В кратком предисловии не зря сказано: «Весь сплав духовной и творческой энергии, переработанный на слух, предназначен, в конечном итоге, для предельно доверительного общения с читателем. Поэзия сравнений, метафорическая поэзия подключена к бытию – ибо нет бытия вне сравнения, ибо само бытие есть сравнение.»
Как, будто, словно – летучая троица кириллицы несется по страницам книги, обгоняя латиницу и ивритицу, которую, кстати, автор привечает: «И полдороги рядом с нами / Бежал латинский акведук, / Так пристально напоминая / Всю чужесть неивритских букв». Вживаемость в иллюзорную здешнюю действительность, в библейские пейзажи и ожившие мидраши, не мешает Эстер Пастернак миражно погружаться в запорошенное прошлое, с картаво каркающим рефреном «как»: «Точно лопнувшие нити / На окнах тонкий лед горит. / Сад занесен, дорога спит. / Как тихо падают снежинки. / А солнце зимнее, дневное, / Как выжатый лимон, горчит. / В халатах белых, как врачи, / Как доноры, стоят деревья. / Опять, опять мы опоздали. / Нас катера не увезут. / Открыв ноябрьские ставни, / Глядим, как индевеет пруд».
А из зимней сказки, заморив червячка, нас заботливо переносят на холмы Самарии: «Высоко в небе тонут птичьи крики. / Троится солнце в плоских зеркалах, / И горы отражаются, что книги / Двугорбые, в зеленых корешках».
Цвет у Эстер Пастернак накрепко слился со звуком, наяву симбиоз палитры с пюпитром, смычка каждого охотника с сидящим фазаном: «не спит боярышник, / красные ампулы его прощаются с выцветшим августом», «оранжевой лампы проникновение», «желтеет осень кожицей лимона», «в зеленой тени винограда», «как звук голубой, плотный», «и кружится на синей карусели», «фиолетовой гроздью висит колыбель темноты»…
Конечно, из спектрального анализа страниц много еще полезного можно выжать, зернистого намолоть, но негоже всерьез детской деконструкцией заниматься – языковая ломка до дебрей доведет, поэтому просто и бесхитростно по поделюсь прочитанным.
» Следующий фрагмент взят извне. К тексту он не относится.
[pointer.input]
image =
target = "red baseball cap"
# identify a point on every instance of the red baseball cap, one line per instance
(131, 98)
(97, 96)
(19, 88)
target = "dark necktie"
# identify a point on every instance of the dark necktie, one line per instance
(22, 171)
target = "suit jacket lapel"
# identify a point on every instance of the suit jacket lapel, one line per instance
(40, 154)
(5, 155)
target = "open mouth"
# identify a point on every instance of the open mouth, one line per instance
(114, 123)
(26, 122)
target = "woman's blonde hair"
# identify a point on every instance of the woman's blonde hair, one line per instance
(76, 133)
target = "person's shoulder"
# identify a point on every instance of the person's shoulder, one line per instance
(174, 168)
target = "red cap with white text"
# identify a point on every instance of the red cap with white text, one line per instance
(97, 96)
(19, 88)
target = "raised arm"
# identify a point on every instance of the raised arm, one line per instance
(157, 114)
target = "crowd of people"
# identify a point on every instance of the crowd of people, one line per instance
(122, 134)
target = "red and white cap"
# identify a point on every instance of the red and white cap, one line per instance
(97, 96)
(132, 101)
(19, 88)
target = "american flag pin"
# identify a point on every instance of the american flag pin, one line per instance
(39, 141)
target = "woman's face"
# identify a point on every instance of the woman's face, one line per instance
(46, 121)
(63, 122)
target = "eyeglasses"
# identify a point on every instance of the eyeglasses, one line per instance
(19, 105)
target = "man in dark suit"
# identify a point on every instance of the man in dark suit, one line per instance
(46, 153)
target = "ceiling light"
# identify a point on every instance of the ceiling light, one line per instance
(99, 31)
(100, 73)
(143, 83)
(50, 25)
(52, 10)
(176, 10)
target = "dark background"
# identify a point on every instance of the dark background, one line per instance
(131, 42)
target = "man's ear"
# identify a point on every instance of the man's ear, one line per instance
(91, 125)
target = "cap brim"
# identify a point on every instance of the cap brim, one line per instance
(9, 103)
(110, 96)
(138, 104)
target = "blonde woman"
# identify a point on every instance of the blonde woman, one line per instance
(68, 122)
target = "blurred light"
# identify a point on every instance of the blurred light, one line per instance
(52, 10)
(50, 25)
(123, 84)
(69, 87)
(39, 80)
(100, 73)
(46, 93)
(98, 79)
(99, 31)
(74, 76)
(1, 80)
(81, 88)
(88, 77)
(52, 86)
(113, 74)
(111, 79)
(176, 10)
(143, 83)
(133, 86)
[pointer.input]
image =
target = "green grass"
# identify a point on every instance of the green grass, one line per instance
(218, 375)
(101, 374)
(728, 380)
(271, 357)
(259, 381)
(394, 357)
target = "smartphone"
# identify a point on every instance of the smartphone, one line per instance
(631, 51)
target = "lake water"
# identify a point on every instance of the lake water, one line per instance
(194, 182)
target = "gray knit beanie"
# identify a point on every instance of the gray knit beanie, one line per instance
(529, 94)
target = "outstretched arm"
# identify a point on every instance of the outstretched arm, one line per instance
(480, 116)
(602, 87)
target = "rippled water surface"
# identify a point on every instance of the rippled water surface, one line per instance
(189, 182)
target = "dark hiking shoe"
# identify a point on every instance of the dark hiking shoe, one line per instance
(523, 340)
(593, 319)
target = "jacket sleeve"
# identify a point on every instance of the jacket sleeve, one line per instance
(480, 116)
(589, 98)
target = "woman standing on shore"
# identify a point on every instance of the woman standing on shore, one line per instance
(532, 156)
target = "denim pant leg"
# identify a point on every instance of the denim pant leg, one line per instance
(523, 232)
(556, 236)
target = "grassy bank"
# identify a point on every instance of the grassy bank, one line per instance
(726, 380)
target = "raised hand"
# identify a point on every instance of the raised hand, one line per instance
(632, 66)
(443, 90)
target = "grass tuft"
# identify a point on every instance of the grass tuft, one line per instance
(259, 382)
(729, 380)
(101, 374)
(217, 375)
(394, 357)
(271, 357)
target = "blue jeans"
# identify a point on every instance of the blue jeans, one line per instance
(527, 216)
По-моему, Эстер Пастернак – поэт тонкий и интересный. Весьма непростой, не прозрачный – дымчатого, так сказать, стекла, в русле «темного смысла». Серебряный век, сей «сервиз метафор», для нее не раритет в буфете, а рабочая утварь, инструмент ремесла. Итого: рекомендую добыть и прочитать ее книгу.
Сегодня, когда стихосодержащего продукта хоть залейся, уже переливается за край компьютера (полна коробушка!) – трудно скользящему глазу зацепиться за натуральное, не паленое. Тексты так и мельтешат, наваливаются мрачной тучей, как птицы у Хичкока – жизнь коротка, а искусство увечно, увы… Не трели долетают до нас, в основном, но гуано…
Поэтому читайте если и не всегда разумное, то доброе, доброкачественное, проверенное, почаще жалейте время, ведь напоминает нам в своем эссе Эстер Пастернак: «Жизнь – как уходящая тень, – так говорит ТАНАХ. – Чья же это тень – тень от башни, или тень от дерева? Ни то, ни другое – это тень от летящей птицы, ибо улетает птица, и не остается ничего – ни птицы, ни тени.»